Art21 is pleased to announce our latest column, Bedfellows: Art and Visual Culture, penned by guest blog alum Victoria Gannon.
Art and visual culture have not always been friends. When programs in the latter began to appear in art schools and universities in the 1990s, art historians were, on the whole, threatened by the sprawling interdisciplinary discipline whose objects of study include advertising and maps, landscapes and architecture, popular movies and other representations not considered art but rich with visual signification. Many believed visual culture, as a discipline, would rob the art object of its unique historical identity, reducing it to merely one more representation in a vast universe of cultural exchanges. Bedfellows: Art and Visual Culture makes no pretense of resolving this academic fissure, nor does it assert that art objects are the same as other forms of cultural production. But it does acknowledge that contemporary art and forms of visual culture often share cultural milieus and influences, and that by examining these forms of production side by side, we can learn more about their shared inspiration than if we considered them individually. In highlighting the similarities between art and visual culture, Bedfellows will ultimately reveal their distinctions and unique approaches to cultural phenomena.

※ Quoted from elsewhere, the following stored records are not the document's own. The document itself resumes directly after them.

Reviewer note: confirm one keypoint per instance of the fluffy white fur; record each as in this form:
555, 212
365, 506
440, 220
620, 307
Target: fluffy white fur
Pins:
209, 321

Victoria Gannon was born and raised in Northern California, and she enjoys an ambivalent relationship with her home state. She currently spends her time writing and editing for Art Practical, an online journal covering Bay Area visual culture. She’s interested in art for its ability to embody abstract ideas; she enjoys writing about art for the challenge of translating those ideas into clear language. She earned a degree in English from Mt. Holyoke College, in South Hadley, Mass., and received a master’s degree in Visual and Critical Studies from California College of the Arts, in San Francisco.
Bedfellows publishes on the first Tuesday of the month.